PM2.5 Concentration Prediction in Six Major Chinese Urban Agglomerations: A Comparative Study of Various Machine Learning Methods Based on Meteorological Data

Abstract

The escalating issue of air pollution in China’s rapidly developing urban areas has prompted increased attention to the role of meteorological conditions in PM2.5 pollution. This study examines the spatiotemporal distribution of PM2.5 concentrations and their relationship with meteorological factors in six major Chinese urban agglomerations from 2017 to 2020, using daily average data. Statistical and spatial analysis techniques are employed, alongside the construction of eight machine learning models for prediction purposes. The study also compares the feature importance of various meteorological factors impacting PM2.5 concentrations. Results reveal significant regional differences in both average PM2.5 levels and meteorological influences. The Multilayer Perceptron (MLP) model demonstrates the highest prediction accuracy for PM2.5 concentrations.

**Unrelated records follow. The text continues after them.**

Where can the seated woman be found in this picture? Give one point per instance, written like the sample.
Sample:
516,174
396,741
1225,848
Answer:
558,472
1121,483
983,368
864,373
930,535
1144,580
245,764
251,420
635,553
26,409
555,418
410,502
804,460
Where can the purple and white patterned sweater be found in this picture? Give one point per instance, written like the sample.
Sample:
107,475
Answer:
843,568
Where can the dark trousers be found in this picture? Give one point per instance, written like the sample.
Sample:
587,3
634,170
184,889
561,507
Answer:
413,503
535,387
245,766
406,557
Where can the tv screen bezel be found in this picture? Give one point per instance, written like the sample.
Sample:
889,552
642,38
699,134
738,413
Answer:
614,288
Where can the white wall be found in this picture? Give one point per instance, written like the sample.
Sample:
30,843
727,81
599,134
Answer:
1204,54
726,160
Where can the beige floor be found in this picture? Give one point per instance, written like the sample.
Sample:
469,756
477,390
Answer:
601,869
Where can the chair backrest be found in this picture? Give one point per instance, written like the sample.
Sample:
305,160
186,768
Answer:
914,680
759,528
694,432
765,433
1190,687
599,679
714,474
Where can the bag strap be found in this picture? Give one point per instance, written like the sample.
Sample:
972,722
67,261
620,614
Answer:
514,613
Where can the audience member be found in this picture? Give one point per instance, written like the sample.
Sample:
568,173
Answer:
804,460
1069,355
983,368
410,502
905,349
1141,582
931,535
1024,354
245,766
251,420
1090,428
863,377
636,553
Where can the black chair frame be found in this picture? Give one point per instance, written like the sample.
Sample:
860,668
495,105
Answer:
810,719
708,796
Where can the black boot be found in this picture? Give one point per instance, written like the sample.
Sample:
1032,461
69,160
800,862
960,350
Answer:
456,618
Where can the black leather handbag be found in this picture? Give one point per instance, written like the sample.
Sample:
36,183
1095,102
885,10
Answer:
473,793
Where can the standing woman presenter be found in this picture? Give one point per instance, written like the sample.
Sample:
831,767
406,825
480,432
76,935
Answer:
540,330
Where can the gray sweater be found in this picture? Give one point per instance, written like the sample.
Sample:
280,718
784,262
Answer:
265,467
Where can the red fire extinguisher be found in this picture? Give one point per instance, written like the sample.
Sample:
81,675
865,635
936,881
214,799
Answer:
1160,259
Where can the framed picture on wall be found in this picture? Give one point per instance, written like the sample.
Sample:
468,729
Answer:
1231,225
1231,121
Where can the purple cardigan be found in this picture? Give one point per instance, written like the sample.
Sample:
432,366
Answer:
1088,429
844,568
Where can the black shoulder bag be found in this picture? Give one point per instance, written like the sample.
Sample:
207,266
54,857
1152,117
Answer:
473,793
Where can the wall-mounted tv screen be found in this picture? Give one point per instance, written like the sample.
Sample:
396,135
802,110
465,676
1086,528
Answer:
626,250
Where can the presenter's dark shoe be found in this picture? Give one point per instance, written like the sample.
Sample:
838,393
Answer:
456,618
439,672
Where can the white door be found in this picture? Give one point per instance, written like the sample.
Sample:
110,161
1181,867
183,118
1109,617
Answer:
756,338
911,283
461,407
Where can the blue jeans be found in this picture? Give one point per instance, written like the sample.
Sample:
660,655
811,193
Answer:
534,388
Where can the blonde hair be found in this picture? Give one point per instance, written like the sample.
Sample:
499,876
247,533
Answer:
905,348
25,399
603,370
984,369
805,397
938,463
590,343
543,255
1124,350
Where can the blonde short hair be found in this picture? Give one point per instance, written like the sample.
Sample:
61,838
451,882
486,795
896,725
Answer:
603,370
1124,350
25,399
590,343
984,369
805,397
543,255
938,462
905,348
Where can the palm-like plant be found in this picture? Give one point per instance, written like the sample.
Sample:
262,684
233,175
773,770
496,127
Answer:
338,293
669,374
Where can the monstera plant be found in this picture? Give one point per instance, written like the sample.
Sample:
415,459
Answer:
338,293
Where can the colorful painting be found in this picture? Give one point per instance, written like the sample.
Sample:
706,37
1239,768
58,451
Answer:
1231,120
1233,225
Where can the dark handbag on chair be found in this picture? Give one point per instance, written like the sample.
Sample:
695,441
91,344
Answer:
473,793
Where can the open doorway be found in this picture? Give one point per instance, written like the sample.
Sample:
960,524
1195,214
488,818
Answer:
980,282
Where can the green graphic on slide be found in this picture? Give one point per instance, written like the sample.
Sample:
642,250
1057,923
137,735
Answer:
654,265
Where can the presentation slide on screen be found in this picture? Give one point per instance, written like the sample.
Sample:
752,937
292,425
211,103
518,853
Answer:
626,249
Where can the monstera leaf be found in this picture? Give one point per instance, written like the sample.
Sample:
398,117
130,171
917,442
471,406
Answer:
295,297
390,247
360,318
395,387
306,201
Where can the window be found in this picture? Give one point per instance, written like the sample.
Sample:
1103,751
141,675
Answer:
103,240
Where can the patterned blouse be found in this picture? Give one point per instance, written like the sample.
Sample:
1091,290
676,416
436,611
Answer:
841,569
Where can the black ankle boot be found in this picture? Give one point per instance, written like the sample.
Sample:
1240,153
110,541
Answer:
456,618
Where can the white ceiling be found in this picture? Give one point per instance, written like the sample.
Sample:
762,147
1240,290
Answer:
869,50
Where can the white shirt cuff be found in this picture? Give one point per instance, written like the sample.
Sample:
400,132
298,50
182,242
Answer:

According to the MLP model’s feature importance identification, temperature is the most significant factor affecting PM2.5 concentrations across all urban agglomerations, while wind speed and precipitation have the least impact. Contributions from air pressure and dew point temperature, however, vary among different urban agglomerations. This research considers the impact of urban agglomerations and meteorological conditions on PM2.5 and also offers valuable artificial intelligence-based insights into the key meteorological factors influencing PM2.5 concentrations in diverse regions, thereby informing the development of effective air pollution control policies.